For countries with populations and high population density [29], if no control measures are implemented at all, the spread of COVID-19 may lead a run on medical resources; if excessive control measures are implemented, it can harm economic growth and waste medical resources [30]. A more reasonable approach is seeking a balance between global public health and economic activities [31]. Our findings are practical in predicting epidemics and deploying resources,, which determine the time of application of control measures based on the current transmission of COVID-19, quantify and predicts the effect of control measures. Our findings also predict the future trend of the transmission of COVID-19 based on the current control measures to prevent excessive liberalization leading to a resurgence of the epidemic.

Future outlook

The limitations of nucleic acid testing include long waiting times and high labour costs for manual testing. Faster and decentralised nucleic acid testing technology has emerged and has the potential to be implemented on a larger scale. If nucleic acid testing technology further matures, then large-scale, high-frequency nucleic acid testing will help control the epidemic [32], reduce the need for strict control measures, and accelerate the recovery of social and economic activities.

Another approach is to increase vaccination booster rates, further reduce the rate of severe illness and mortality [33]. Additionally, it is important to ensure that the healthcare system has the capacity to handle critically ill patients and that medical resources are sufficient for both public health and the efficient operation of clinical systems.

Limitations of the study

The limitation of this study is that the data is country- and region-specific, lacking country- and region-specific provincial (continental) and municipal data. Further studies should improve the accuracy of the study by using higher precision data, in combination with GIS systems, to quantify the impact of control measures on the transmission of COVID-19.

Conclusion

The dynamic temporal transmissibility of COVID-19 is still high in Asia, Europe, and Africa, but low in North America, South America, and Oceania. The spatial transmissibility of COVID-19 increases with the epidemic of Beta and Omicron strains. In these circumstances, controlling the transmission of COVID-19 remains a critical public health issue.
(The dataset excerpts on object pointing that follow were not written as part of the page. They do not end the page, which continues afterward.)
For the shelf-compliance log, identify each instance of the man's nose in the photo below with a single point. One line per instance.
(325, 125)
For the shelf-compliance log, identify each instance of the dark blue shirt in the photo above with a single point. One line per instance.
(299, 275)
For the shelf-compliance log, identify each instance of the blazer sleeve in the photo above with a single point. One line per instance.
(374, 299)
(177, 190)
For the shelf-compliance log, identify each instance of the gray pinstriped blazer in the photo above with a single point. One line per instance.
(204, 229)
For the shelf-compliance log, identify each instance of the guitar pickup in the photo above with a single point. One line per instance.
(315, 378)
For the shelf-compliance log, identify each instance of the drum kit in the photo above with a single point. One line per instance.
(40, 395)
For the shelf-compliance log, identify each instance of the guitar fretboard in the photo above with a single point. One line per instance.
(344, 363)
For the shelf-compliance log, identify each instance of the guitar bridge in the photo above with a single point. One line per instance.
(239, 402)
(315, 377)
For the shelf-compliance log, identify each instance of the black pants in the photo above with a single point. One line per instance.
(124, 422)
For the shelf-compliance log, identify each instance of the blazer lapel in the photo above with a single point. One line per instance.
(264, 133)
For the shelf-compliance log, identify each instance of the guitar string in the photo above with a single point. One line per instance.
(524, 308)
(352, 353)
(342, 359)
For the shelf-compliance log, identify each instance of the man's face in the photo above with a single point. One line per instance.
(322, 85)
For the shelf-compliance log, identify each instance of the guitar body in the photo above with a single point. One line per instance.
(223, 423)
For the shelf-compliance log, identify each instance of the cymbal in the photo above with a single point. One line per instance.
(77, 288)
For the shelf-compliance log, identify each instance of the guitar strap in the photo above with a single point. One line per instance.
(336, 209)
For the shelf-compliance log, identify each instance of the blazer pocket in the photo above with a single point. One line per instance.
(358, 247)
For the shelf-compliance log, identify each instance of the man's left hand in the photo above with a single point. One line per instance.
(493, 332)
Dynamic Bayesian Network (DBN) model shows that strict control measures are essential for controlling COVID-19 outbreaks, which can reduce COVID-19 transmissibility by half within 12 weeks. Restricting population mobility and nucleic acid testing have significant impacts on controlling COVID-19 transmissibility, while vaccination has no significant impact. Future control measures for COVID-19 may involve widespread use of new nucleic acid testing technology and increased access to booster immunizations.

It is important for countries and regions to understand the effectiveness of these measures and strive for a balance between public health and economic development to promote global health equity. Both overly strict and overly lenient control measures are not advisable, it is necessary to comprehensively consider medical resources and economic conditions, to improve the utilization efficiency of medical resources as much as possible, and to maintain global health equity to the greatest extent.